États-Unis d'Amérique
Afrique du Sud
Droit d'auteur et droits connexes
4. Please explain whether and how South Africa provides full retroactive protection to works, phonograms and performances from other WTO Members, as required by Berne Article 18, as incorporated through Article 9.1 of TRIPS, and TRIPS Article 14.6, and give the date back to which protection extends as to each of these categories of subject matter. Please explain in particular the effect through the operation of Section 43(a)(ii) of the Copyright Act in this regard.

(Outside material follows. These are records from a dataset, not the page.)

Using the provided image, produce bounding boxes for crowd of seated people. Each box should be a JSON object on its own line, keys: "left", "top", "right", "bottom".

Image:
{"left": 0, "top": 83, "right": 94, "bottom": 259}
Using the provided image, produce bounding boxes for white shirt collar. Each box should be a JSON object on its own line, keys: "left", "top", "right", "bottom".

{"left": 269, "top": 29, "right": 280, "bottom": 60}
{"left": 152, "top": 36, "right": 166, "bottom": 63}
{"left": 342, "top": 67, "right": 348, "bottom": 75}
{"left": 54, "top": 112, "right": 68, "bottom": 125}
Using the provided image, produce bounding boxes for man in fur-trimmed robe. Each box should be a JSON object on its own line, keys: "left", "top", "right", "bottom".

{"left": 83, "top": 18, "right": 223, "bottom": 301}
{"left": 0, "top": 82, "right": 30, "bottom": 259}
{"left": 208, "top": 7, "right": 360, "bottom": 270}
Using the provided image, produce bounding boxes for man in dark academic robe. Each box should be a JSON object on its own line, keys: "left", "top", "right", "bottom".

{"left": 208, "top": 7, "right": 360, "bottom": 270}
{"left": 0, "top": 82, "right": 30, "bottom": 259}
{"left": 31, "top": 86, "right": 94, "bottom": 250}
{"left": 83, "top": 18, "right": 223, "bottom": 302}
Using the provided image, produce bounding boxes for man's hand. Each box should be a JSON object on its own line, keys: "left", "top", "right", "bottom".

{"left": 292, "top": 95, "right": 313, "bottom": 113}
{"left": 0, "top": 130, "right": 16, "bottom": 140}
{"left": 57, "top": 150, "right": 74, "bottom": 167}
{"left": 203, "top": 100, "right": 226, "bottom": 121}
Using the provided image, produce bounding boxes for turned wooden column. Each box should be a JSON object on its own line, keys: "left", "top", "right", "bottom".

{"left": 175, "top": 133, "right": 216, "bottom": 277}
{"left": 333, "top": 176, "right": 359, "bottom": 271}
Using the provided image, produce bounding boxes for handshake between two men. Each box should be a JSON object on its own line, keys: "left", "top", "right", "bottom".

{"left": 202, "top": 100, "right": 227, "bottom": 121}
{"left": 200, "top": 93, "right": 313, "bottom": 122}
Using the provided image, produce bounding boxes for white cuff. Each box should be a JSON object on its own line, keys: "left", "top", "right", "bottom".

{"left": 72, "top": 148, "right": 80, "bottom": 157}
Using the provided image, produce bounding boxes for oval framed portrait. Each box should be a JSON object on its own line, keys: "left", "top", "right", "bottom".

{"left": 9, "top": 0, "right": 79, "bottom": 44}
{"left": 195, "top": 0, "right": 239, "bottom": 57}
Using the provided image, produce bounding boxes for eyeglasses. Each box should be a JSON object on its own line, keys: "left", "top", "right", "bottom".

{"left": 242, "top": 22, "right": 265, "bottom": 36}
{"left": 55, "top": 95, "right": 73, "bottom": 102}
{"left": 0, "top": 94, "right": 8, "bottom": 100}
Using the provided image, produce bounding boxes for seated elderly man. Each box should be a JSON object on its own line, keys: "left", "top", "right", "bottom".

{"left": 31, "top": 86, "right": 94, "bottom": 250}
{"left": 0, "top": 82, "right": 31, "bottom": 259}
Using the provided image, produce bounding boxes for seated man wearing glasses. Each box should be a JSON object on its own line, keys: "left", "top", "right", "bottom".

Section 43(a) of the Copyright Act makes that Act applicable to all works (including foreign works) whether they were made prior to 1979 or thereafter. This general principle is subject to certain conditions of which only one is relevant to the present enquiry, namely that set forth in paragraph (a)(ii). Paragraph (a)(ii) qualifies the retroactivity of the Act by stating that the provisions of the Act cannot create copyright in any type of work in which copyright could not subsist prior to 11 September 1965 (the date on which the Copyright Act 1965, the predecessor of the current Act, came into operation). Prior to 11 September 1965 published editions were not eligible for copyright. The provision does nor preclude a particular work from enjoying copyright retroactively even though it might not have historically enjoyed such protection prior to September 1965. In essence, once a foreign country has been proclaimed as a country to which South African copyright extends, all works eligible for copyright emanating from that country will enjoy protection no matter when they were made in exactly the same way as South African works. A copy of a recent judgement of the Appellate Division of the South African Supreme Court in Appleton & Another v Harnischfeger Corporation & Another 1995 (2) SA 247 (A) dealing with the retroactivity of the Copyright Act 1978, in regard to United States works is annexed hereto. The retroactivity of South African copyright law is a very complex issue and a more detailed exposition of it can be found in Part 3 of Dean "Handbook of South African Copyright Law" and in that author's doctoral thesis entitled "The Application of the Copyright Act, 1978, to Works made prior to 1979". The court in the Harnischfeger case incidently recognised these as authoritative sources in its interpretation of Section 43(a). Section 14 of the Performers' Protection Act specifically provides that the Act shall not apply to performances which took place before its commencement, i.e. 30 December 1967. Performances prior to that date thus do not enjoy the protection of the statutory performers right. This applies equally to works of South African and foreign origin.